Learning To Understand Natural Language With Less Supervision
Language understanding is the problem of mapping natural language text to a semantic representation connected with the real world. Many real-world applications depend on language understanding, including information extraction, robot command understanding, and natural language interfaces.
Obtaining labeled training data is a major challenge in language understanding. Web-scale knowledge bases have hundreds or thousands of predicates, and we further expect their predicate vocabularies to grow over time. Annotating even a few examples per predicate is therefore a substantial burden. Systems incorporating environmental context must, for example, learn the name of every object in their environment. Manually annotating a corpus of thousands of semantic parses or object names is expensive. What is needed for these applications are training procedures that use readily available data to train language understanding systems.
In this talk, I present two methods for training language understanding systems using readily available data. The first method uses distant supervision to train a semantic parser from a corpus of unlabeled text and a web-scale knowledge base, eliminating the need for per-sentence semantic annotations. We find that a semantic parser trained in this fashion outperforms a state-of-the-art relation extractor in an information extraction task. The second method trains a semantic parser to understand natural language referencing a situated environment, such as an image, in order to answer queries such as "is the blue mug to the left of the monitor?" We develop a weakly-supervised learning algorithm for this task that has similar performance to a fully-supervised algorithm, while using significantly simpler annotations.

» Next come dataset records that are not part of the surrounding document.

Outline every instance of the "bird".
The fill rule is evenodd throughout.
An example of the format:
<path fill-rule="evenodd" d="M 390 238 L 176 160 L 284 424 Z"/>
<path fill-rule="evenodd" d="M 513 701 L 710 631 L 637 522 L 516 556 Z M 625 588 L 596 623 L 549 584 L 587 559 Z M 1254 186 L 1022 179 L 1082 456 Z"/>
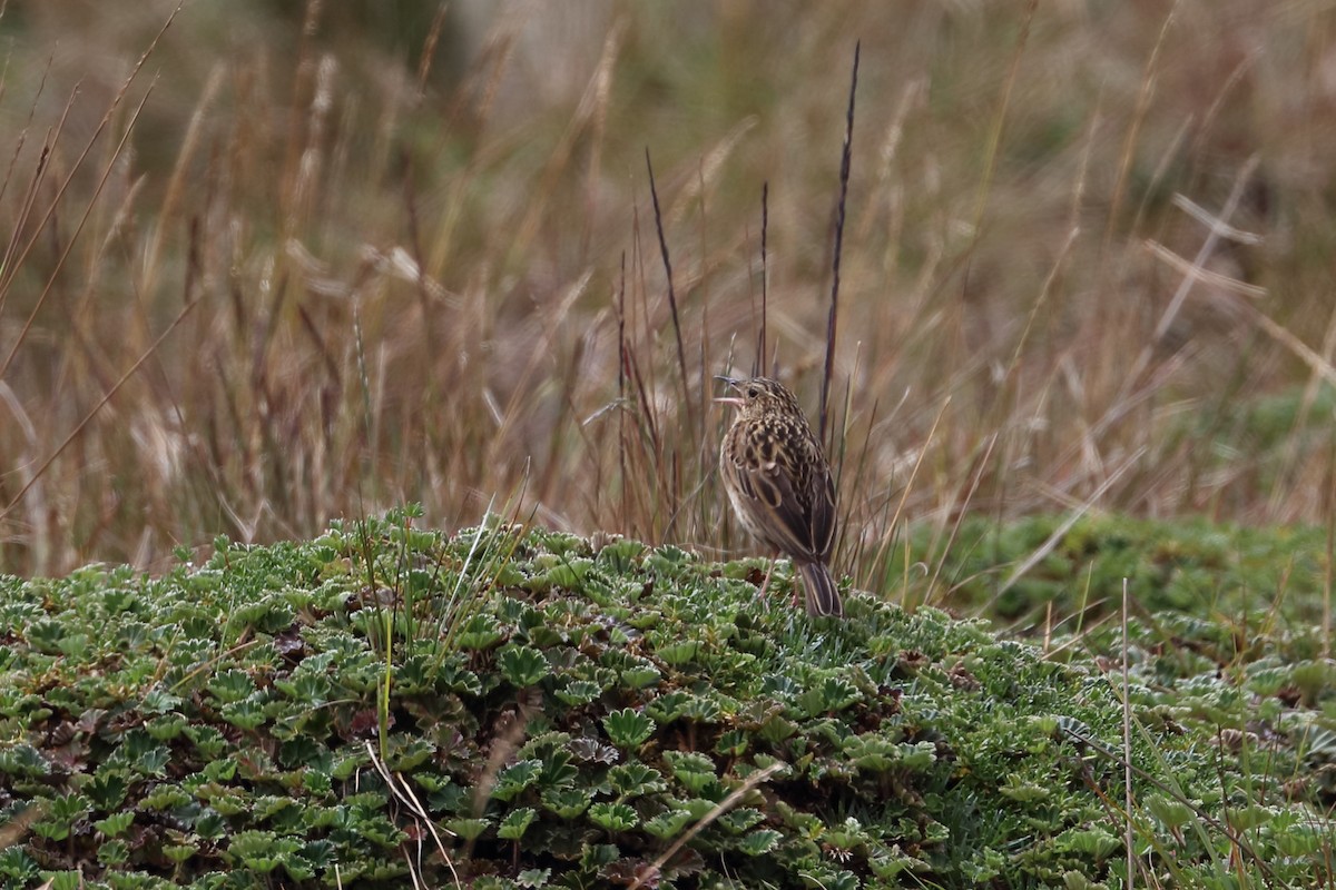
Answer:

Jayant Krishnamurthy is a Ph.D. student in the Computer Science Department at Carnegie Mellon University. Prior to attending Carnegie Mellon, he received an M.Eng and S.B. from the Massachusetts Institute of Technology. Jayant's research is on machine learning and natural language processing, with a focus on understanding the semantics of natural language. His work is part of the Never-Ending Language Learner (NELL) project at Carnegie Mellon, directed by Tom Mitchell.